Rose's head turned slowly toward Salvia's voice, and his first words were "Arthur, is that you?"

Salvia's protests stopped in midsyllable. His eyes were wide enough to flash their whites. "Should it be able to do that? Should it recognize people?"

"Yes," I said, "sometimes they can."

Rose dropped my hands, and I let him. He moved toward Salvia's side of the circle. "Why, Arthur? Why did you order Jimmy to put the boy's body in my car?"

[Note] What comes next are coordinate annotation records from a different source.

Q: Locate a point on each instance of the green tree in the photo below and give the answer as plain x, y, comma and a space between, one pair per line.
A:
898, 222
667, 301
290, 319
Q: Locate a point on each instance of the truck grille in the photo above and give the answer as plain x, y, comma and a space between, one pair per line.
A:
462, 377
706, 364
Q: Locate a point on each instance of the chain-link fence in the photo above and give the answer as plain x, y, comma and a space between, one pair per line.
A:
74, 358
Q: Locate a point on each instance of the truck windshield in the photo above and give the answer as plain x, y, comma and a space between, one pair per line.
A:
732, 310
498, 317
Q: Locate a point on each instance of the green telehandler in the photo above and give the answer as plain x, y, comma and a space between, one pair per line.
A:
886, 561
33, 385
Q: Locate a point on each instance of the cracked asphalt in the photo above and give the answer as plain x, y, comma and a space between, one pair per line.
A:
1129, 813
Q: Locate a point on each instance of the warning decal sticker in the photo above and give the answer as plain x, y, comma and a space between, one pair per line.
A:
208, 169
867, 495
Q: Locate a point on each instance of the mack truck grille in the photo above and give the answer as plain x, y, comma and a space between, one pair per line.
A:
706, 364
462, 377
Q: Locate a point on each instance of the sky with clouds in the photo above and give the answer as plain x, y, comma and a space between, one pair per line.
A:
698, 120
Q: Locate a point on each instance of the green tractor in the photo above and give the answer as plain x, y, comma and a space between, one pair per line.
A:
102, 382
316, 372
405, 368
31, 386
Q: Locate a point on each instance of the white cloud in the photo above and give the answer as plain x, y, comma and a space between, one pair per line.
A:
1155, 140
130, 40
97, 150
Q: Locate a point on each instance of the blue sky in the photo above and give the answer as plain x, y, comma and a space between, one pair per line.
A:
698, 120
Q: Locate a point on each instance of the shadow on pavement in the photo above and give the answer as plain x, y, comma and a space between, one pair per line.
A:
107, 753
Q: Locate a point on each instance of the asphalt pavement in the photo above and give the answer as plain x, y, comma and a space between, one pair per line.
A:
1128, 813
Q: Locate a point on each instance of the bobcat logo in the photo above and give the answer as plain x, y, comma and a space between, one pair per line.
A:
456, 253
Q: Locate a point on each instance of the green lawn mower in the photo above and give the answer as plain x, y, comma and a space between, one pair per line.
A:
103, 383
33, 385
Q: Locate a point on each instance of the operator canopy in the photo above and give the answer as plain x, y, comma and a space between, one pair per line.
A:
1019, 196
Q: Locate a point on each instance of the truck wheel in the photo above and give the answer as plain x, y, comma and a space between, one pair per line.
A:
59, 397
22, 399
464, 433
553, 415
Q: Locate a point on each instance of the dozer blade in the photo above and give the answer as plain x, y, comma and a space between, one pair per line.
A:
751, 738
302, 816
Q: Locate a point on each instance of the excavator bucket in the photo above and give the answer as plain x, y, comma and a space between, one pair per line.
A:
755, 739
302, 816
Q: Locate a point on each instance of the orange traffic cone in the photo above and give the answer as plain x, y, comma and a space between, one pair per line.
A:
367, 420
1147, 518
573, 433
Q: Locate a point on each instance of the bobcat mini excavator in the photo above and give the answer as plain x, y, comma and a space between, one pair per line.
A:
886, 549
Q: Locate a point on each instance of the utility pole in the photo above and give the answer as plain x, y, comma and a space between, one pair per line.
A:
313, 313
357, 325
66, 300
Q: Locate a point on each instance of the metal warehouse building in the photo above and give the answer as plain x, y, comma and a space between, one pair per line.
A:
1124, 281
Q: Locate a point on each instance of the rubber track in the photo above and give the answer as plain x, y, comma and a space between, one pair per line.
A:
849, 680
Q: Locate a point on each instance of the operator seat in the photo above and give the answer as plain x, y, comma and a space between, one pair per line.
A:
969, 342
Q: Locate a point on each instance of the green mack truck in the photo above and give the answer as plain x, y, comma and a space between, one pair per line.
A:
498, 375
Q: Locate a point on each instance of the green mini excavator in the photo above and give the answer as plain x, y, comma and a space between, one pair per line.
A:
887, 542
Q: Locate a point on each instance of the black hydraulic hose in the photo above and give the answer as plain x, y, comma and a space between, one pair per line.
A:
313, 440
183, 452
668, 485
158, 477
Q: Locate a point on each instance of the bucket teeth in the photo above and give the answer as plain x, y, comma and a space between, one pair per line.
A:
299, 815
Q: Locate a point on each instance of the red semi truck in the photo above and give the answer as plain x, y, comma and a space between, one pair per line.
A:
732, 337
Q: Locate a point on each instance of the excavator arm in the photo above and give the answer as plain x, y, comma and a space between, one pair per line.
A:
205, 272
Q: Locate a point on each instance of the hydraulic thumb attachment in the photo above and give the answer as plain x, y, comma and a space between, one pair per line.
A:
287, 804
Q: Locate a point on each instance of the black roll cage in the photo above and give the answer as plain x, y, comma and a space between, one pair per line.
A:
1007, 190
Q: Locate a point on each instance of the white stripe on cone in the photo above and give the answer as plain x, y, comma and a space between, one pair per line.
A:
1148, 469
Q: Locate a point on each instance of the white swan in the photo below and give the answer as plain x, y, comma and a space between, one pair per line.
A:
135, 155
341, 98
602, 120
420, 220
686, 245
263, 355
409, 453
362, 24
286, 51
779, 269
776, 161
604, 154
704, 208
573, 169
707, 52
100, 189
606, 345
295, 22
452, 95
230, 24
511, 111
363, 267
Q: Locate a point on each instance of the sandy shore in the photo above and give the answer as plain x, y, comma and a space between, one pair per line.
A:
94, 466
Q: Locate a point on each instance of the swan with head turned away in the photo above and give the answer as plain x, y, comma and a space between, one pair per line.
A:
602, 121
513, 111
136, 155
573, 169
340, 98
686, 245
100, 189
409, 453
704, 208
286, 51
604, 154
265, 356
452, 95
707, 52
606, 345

"I don't know what this thing's talking about. I didn't do anything. He was a pedophile. None of us knew it." But Salvia's words were a little too fast. I knew now why he'd been trying to delay the zombie-raising. Guilt.

Rose stepped forward, a little slow, a little uncertain, as if he looked more alive than he felt. "Me, a pedophile? You bastard. You knew that George's son was a f**king child molester. You knew, and you helped cover for him. You helped get him his kiddies, until he got too rough and killed that last one."

"You've done something to his mind, Marshal. He's babbling."

"No, Mr. Salvia, the dead don't lie. They tell the absolute truth as they know it."

Micah came to stand beside me, holding his wounded arm up and pressing on it. He seemed as fascinated with the walking dead man as the rest of them. He might never have seen a zombie before, but then he wasn't really seeing one now, not the kind most people call from the grave anyway.

Rose had come to the edge of the circle. "The moment you had Jimmy put the boy in my car, I was dead, Arthur. You might as well have put a bullet in me." He tried to take another step toward Salvia. The circle held, but I felt him push against it. That shouldn't have been possible. No matter how good the zombie, the circle should have been sacrosanct, inviolate. Something was wrong.

I called out, "Fox, your report said he died of natural causes."

Fox came to stand a little closer to the circle but not closer to Rose, as if he found the dead man a little unnerving. "He did. Heart attack. Not poison, or anything like that. A heart attack."

"You swear it," I said.

"I swear," he said.

"Why put Georgie's last victim in my car, Arthur?" Rose continued. "What the f**k did I ever do to you? I had a wife and kids, and you took me away from them the moment that body went in my car."

"Oh, shit," I whispered.

"What's wrong?" Micah asked.

"He blames Salvia for his death. Not the pedophile that hurt the kid." My stomach clenched tight, and I started to pray, Please don't let this go bad.

Fox said, "You'd think he'd blame the guy who put the body in his car."

"He blames Salvia because that's who ordered it done," I said.

"You're scared," Micah said softly. "Why?"

I spoke to Fox, trying to keep my voice low and not attract the zombie's attention. "A murdered zombie always does one thing first and foremost: it kills its murderer. Until its murderer is dead, no one can control it. Not even me."

Fox gave me wide eyes on the other side of the circle. Franklin had moved well back from the circle, from the zombie, from me. Fox whispered, "Rose wasn't murdered. He died of a heart attack."